Respect – “a feeling of deep admiration for someone or something elicited by their abilities, qualities, or achievements.”
By this definition, Respect is not something one can demand from another. You can earn it by developing abilities, exhibiting qualities, or achieving something. But, it is not an entitlement or right as defined above. In fairness, Respect is used in a slightly different way in society these days. It seems to mean something like “behavior that acknowledges the value and worth of each person as endowed by our creator.” By even this definition, Respect cannot be demanded. It can be given. That’s the funny thing about Respect. We all want it, but you can’t get it unless you give it. It’s like a seed in the law of sowing and reaping which states, “You always reap what you sow, more than you sow, and in a different season than you sow.” So, there are two ways to get Respect. You can earn it or you can give it but you’ll not get it any other way. And, by the way, Fear is not the same as Respect.
Now to the third “R” – Responsibility
Let’s define this one, too.
Responsibility – “a duty or task that you are required or expected to do: something that you should do because it is morally right, legally required, etc.”
What are our responsibilities? That could become a very long list. So, let’s not think of it in terms of tasks. Let’s think of it like this. It is our Responsibility to become the kind of people Benjamin Franklin said are the only ones capable of a free society, a virtuous people. What does that mean? Here are a few suggested character qualities that might apply:
- Loving – a people who genuinely care about the well-being of others.
- Joyful – a people who find the silver lining in any dark cloud
- Peaceable – a people who are both peace-loving and peace-making
- Patient – a people who are willing and able to wait for those seeds of respect to grow
- Kind – a people who go out of their way to “pay it forward.”
- Good – a people who search for and act on ways to improve someone else’s situation
- Faithful – a people who stick to their commitments even if it becomes inconvenient
- Gentle – a people who are tender with the young, the old, the sick, etc.
- Self-Controlled – a people who can keep themselves from doing what’s wrong and make themselves do what’s right.
These character qualities are collectively referred to as “the fruit of the Spirit” by the Apostle Paul. Interestingly, he goes on to say that when people have these characteristics there is no need for laws. (Galatians 5:22-23)

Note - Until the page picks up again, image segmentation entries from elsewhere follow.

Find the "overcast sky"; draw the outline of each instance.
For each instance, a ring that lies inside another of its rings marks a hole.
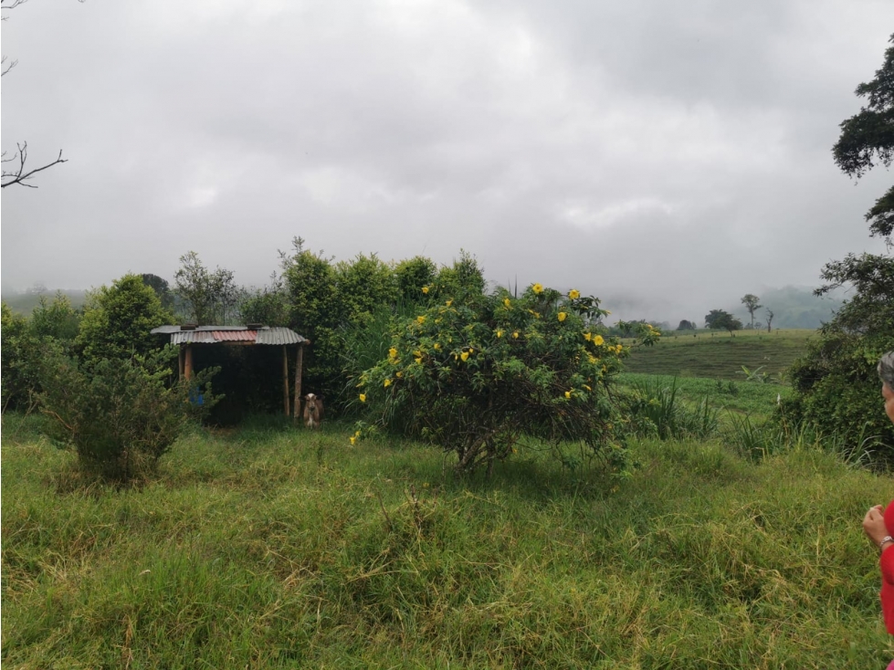
[[[890,0],[29,0],[3,147],[5,290],[178,257],[262,284],[301,236],[700,319],[880,252],[832,161]],[[8,61],[7,61],[8,63]],[[622,308],[623,309],[623,308]],[[636,312],[634,314],[633,312]]]

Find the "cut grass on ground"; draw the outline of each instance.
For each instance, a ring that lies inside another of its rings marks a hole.
[[[862,670],[894,654],[860,530],[889,476],[647,442],[622,482],[525,447],[457,482],[429,447],[350,434],[196,431],[116,491],[5,417],[2,661]]]
[[[696,336],[666,333],[654,347],[636,347],[625,367],[629,372],[741,380],[741,366],[769,374],[784,372],[800,356],[815,330],[741,330]]]

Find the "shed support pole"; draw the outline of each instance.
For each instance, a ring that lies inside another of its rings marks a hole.
[[[301,414],[301,364],[303,361],[304,346],[299,344],[295,357],[295,412],[292,414],[295,421],[299,421]]]
[[[184,375],[186,379],[193,378],[193,345],[187,344],[184,351]]]
[[[282,401],[286,405],[286,416],[289,416],[289,352],[286,345],[282,345]]]

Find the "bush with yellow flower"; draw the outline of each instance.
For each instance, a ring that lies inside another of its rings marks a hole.
[[[447,298],[395,321],[388,355],[359,377],[365,420],[489,473],[522,435],[575,440],[623,467],[613,379],[629,353],[605,337],[599,299],[532,284]]]

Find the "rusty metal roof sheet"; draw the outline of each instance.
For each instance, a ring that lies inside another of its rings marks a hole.
[[[171,344],[215,344],[216,342],[251,342],[254,344],[300,344],[307,339],[288,328],[265,326],[249,330],[246,326],[199,326],[182,330],[180,326],[160,326],[153,330],[170,335]]]
[[[258,331],[256,344],[300,344],[307,339],[288,328],[266,328]]]

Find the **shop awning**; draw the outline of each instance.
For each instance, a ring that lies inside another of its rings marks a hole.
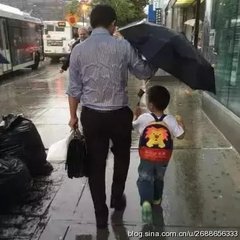
[[[201,3],[205,1],[205,0],[201,0]],[[192,5],[193,3],[195,3],[196,0],[177,0],[174,4],[174,7],[188,7],[190,5]]]

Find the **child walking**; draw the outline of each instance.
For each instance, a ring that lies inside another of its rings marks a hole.
[[[142,220],[152,221],[152,204],[161,204],[164,174],[171,158],[172,137],[182,139],[184,127],[181,119],[164,114],[170,94],[163,86],[153,86],[147,92],[147,107],[150,113],[137,113],[133,128],[140,133],[137,180],[142,206]],[[139,110],[139,109],[138,109]]]

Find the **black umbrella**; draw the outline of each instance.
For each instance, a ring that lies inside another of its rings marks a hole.
[[[162,68],[193,89],[215,93],[214,69],[184,35],[145,21],[127,25],[119,31],[153,66]]]
[[[0,64],[4,63],[4,64],[8,64],[8,60],[0,53]]]

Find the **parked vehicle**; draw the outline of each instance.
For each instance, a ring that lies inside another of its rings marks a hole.
[[[37,69],[44,59],[43,23],[18,8],[0,4],[0,76],[26,67]]]

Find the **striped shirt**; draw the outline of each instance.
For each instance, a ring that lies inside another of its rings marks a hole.
[[[155,73],[126,40],[96,28],[72,51],[67,94],[96,110],[125,107],[128,70],[139,79],[149,79]]]

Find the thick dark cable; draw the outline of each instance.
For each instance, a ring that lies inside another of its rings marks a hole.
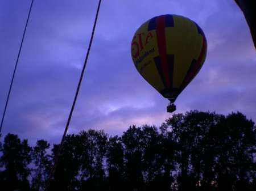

John Adams said, “Our Constitution was made only for a moral and religious people. It is wholly inadequate to the government of any other.”
We are in a dire situation. The stool of Freedom is teetering on one leg. As individuals, as families, as houses of worship, as communities, as a nation, we are overly focused on Rights, our own rights. It’s time for us to return our focus to Respect and Responsibility while at the same time defending each other’s rights. Our Freedom is at stake.